Contracts are legal documents created to demonstrate an agreement on behalf of two parties to undertake a certain endeavour. The subject of the contract can be anything from buying a newspaper (which is a simple sale of goods contract) to building the Large Hadron Collider (a complex contract for services involving immense cross-border construction). Regardless of the type of contract in question, they all have the same basic requirements.
For an agreement to form a binding contract there must be four things:
Unless each of these things is present, there can be no contract.
What Constitutes an Offer?
Offers are relatively straightforward matters in contract law. Almost anything can form an offer, from asking “may I buy your car?” to saying “I need to build a dam across this river, are you interested in the job?” In essence, as long as you are suggesting that you want something and are prepared to give someone else something in return, you are making an offer.
What is Acceptance?
Acceptance occurs when an offer is received in such a way as to make a reasonable person believe the offer has been accepted. This can be anything from saying “yes” when asked “may I buy your car?” to turning up at a river with a surveyor and an architect after being offered a dam-building job. In essence, if you make the other party believe you have accepted their offer, you will have a hard time convincing a court that you did not accept it.
What is Consideration?
In law, consideration is the exchange of anything of value. This can be money (as if often the case in contracts of employment or sale of goods contracts), goods (such as in a contract for exchange of goods), or services (as is often the case in contracts of employment, or contracts for services).
Consideration cannot have no value; which is one of the ways in which a contract is differentiated from a gift. Where there is no exchange of money or goods on the part of one or more parties, consideration comes in the form of benefit received (a house being painted, for example) or detriment undertaken (giving up your spare time to mow someone’s lawn, for example).
Why is Intent Necessary?
Just because something looks for all intents and purposes to be a contract does not necessarily make it a contract. If a father lends his son £1000 to buy his first car, with the agreement that the money will be paid back when the son gets a job, this is not necessarily a contract. If it goes to court, the judge will look at the close family relationship between the father and son, and the presumption that no contract exists between close family members will come into play. This can be rebutted (overturned) by evidence that a contract does exist, of course, but unless such evidence (a written contract, for example) exists, the presumption will stand and no contract will exist.
Similarly, if the son purchases the car on credit but does not make the repayments, he will be unlikely to succeed when the case for breach of contract goes to court. The judge will see that the relationship between son and creditor is not familial but is instead commercial, and the presumption that a contract exists in commercial relations will come into play. The son will find it very difficult to overturn this presumption; although it is not impossible to do so.
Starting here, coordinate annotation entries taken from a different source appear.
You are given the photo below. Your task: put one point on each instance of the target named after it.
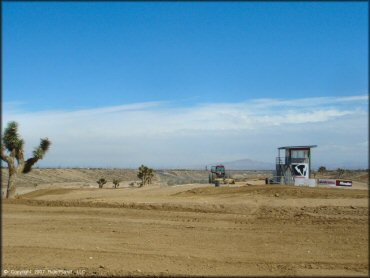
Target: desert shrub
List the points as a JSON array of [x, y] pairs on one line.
[[116, 182], [340, 172], [145, 174], [101, 182]]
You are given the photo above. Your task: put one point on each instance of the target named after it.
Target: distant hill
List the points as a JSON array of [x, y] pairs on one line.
[[247, 164]]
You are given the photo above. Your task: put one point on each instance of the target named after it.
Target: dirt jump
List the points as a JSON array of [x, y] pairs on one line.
[[246, 229]]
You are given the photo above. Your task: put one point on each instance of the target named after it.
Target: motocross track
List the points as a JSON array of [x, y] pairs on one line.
[[195, 229]]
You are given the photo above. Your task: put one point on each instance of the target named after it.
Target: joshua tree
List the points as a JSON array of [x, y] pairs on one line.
[[145, 175], [116, 182], [101, 182], [12, 152]]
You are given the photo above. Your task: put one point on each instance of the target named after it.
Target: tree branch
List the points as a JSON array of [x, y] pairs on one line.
[[4, 157]]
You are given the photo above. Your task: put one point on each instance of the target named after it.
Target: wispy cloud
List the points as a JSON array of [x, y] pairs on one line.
[[164, 134]]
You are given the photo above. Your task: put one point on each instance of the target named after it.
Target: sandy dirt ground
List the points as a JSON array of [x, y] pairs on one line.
[[193, 229]]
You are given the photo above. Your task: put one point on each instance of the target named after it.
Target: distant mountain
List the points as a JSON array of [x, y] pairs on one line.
[[247, 164]]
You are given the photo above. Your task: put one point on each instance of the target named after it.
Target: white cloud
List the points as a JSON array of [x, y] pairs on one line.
[[159, 134]]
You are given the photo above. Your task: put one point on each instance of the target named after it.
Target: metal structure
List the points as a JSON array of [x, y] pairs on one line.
[[293, 162], [218, 175]]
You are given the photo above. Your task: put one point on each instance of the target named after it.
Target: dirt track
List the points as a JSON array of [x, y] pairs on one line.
[[189, 230]]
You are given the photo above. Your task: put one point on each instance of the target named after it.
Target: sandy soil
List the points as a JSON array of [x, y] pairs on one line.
[[195, 229]]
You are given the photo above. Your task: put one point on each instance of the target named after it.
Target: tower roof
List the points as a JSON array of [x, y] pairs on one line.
[[298, 147]]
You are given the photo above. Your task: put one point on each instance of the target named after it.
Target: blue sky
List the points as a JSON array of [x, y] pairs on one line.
[[197, 74]]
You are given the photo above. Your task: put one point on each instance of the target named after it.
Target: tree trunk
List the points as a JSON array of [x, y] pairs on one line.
[[10, 192]]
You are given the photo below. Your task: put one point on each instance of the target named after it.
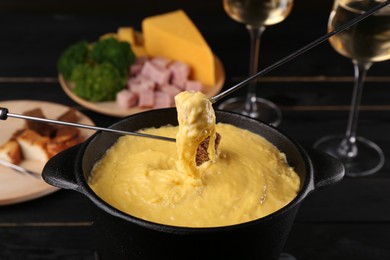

So intention to create legal relations is a necessary part of contract law. Necessity goes beyond the commercial and familial presumptions, however. If a person were to offer to loan you a jumper and then never presents a jumper to you, there will be no recourse to the courts in this situation. Aside from the fact that you have presented no consideration and therefore a contract could not have been formed here, the friendly offer to loan a jumper is not a contract-forming offer in the eyes of the reasonable person. The offeror clearly had no desire to form a binding contract and it would be insane to suggest that there would be a situation where the offeror would sit down and draft a written contract with you for the lending of the jumper. In short, the lack of intent to create legal relations kills the possibility that a contract could exist.
So, as we can see, all four requirements must be met before a contract can be formed. It is not enough that offer, acceptance and consideration are present, as intent is a key requirement also. Similarly, offer, acceptance and intent are not enough because one or more parties has presented no consideration and without consideration, there can also be no contract.
As a final point, it is worth noting that in no way does a contract have to be in writing. Contracts can be formed in writing, verbally or even by action. Verbal contracts and contracts formed by action are more difficult to prove in a court without reliance on ample documentation but they are no less binding on the parties involved.